Parents need to remember that children are very observant; that’s how they learn, and being a good example of what you want your child to learn is one of the most important things that you can do for your child. If your child sees you give up your seat for an elderly person, they are likely to ask you why you did it, giving you an opportunity to explain to your child about respecting elderly. There are so many opportunities that you can grab on a daily basis and turn into your own respect lessons for kids.
Two sisters sitting in a park on a summer day.Below are some of the behavioural traits of children as they grow-up:
Teaching your kid’s respect can never be done too early. By behaving the way you want your kids to behave, you set a good precedent for them to follow. It is especially damaging to a child if they are not treated in a respectful manner by adults as they learn to treat others the way they themselves are treated.
Pre-schoolers are at the age where they are beginning to have more consciousness of their mistakes. This is the ideal time to really start teaching them good manners and how to behave in a respectful way towards others. This is especially important since they are now starting to have more interaction with others outside the home.
How to explain respect to a child? This is a question on every parent’s mind. Below are some tips to teach kids to respect others:
Being sensitive to the needs of your child often results in them learning to be sensitive towards the needs of others as they grow.
It is important to not only correct your child but to also reward them for the right behaviour. For example, if their grandmother was to bake them cookies and they thanked her, you could respond with, “It was nice of you to thank grandma. I’m sure she worked really hard and felt appreciated.” As they have managed to earn your praise, they are more likely to do it again.
Most children are self-centred and do not want to listen when they are being corrected. Instead of losing your temper, be patient with them as this teaches them to be patient with others in difficult situations in the future.
Sometimes young children have problems in social situations, and it is up to you to hear them out and help them through any difficulties that they may be experiencing.
A lot of the time, a young child may not even realize that what they are doing is not acceptable. For example, your child may interrupt you while you are having a conversation. The best approach is to excuse yourself, take your child aside and politely let them know right then that what they are doing is wrong and why.
Explain to your child the way you expect them to behave in different situations. If you are at a restaurant, explain to your child that they need to sit decently at the table and mind their table manners as it is not appropriate to run around while people are dining.
People love to celebrate by having feasts and can be sensitive towards proper dining etiquette. Teaching kids respect with activities makes things more interesting for your kids. Try pretending the queen is coming for dinner as you teach them table manners.
You can use stories for children to teach them respect.
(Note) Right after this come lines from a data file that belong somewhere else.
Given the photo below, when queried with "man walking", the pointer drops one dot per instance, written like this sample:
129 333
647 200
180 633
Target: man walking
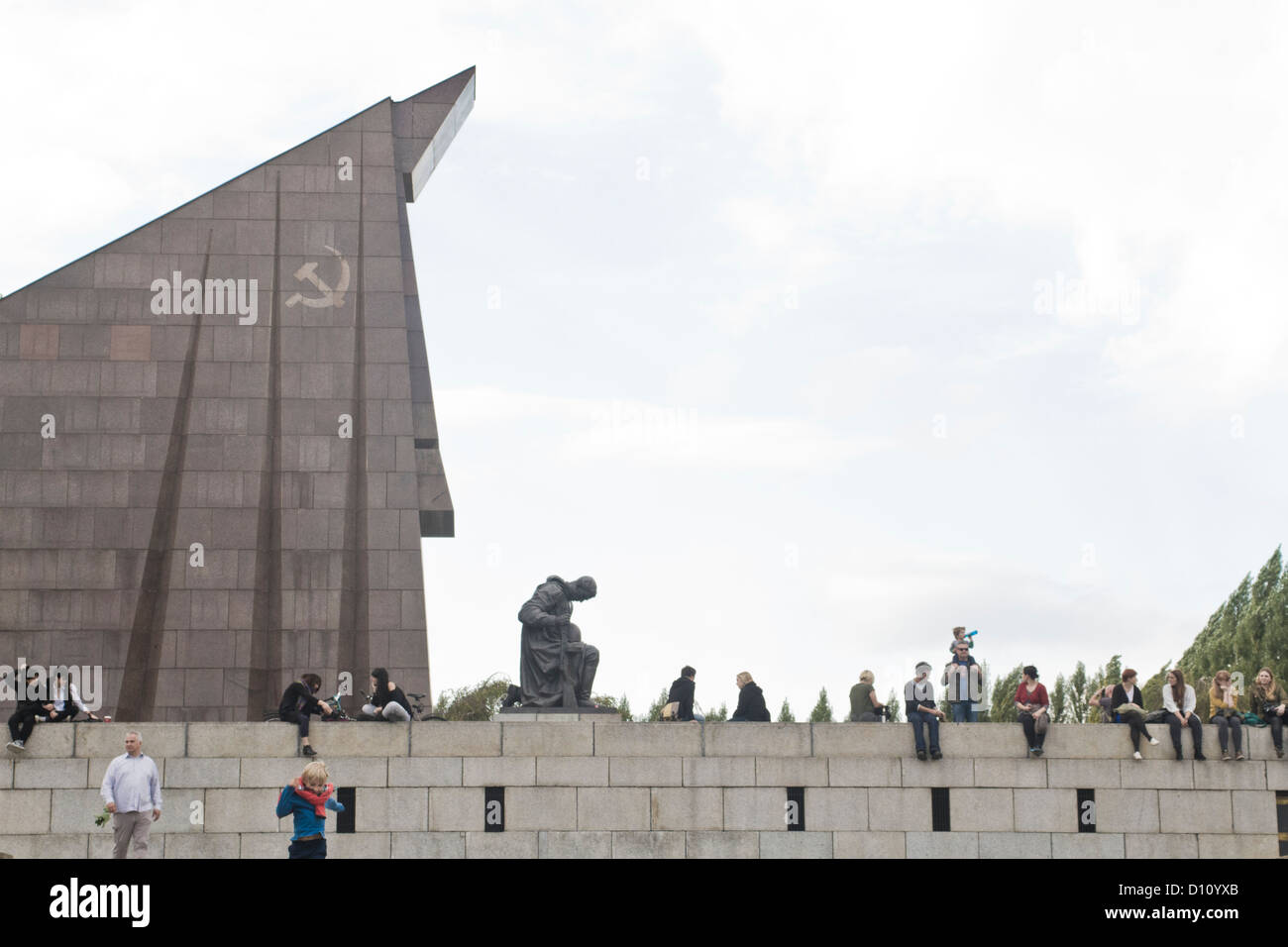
918 699
132 789
964 681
Ask them to figure out which of the characters in the stories that are respectful and the ones that are not.
Here are some effective ways of handling your child if they are disrespectful:
If your child is indulging in bad behaviours, like interrupting your conversation, firmly warn your child of the consequences if they do not stop. E.g., “If you do not stop interrupting when I am having a conversation, then you will have to go to your room.”
Follow through on any consequences your child was warned of if he persists in that behaviour.
Children need to be taught that they need to take responsibility for their behaviour. If your child purposely throws things around while angry, make the child clean up the mess he made as a consequence of his bad behaviour.
Despite the bustle of this fast-paced life, make time to spend with your children and really listen to them when you do. Get together regularly for a family night and just have fun. When you give your child your time and take them seriously, they do not develop feelings of loneliness and resentment, which often causes them to act out in defiance.
Parents must also remember to treat each other with respect as this is vital in teaching children to respect their parents. If children feel connected to their parents and their parents to each other, feelings of mutual trust and respect are promoted.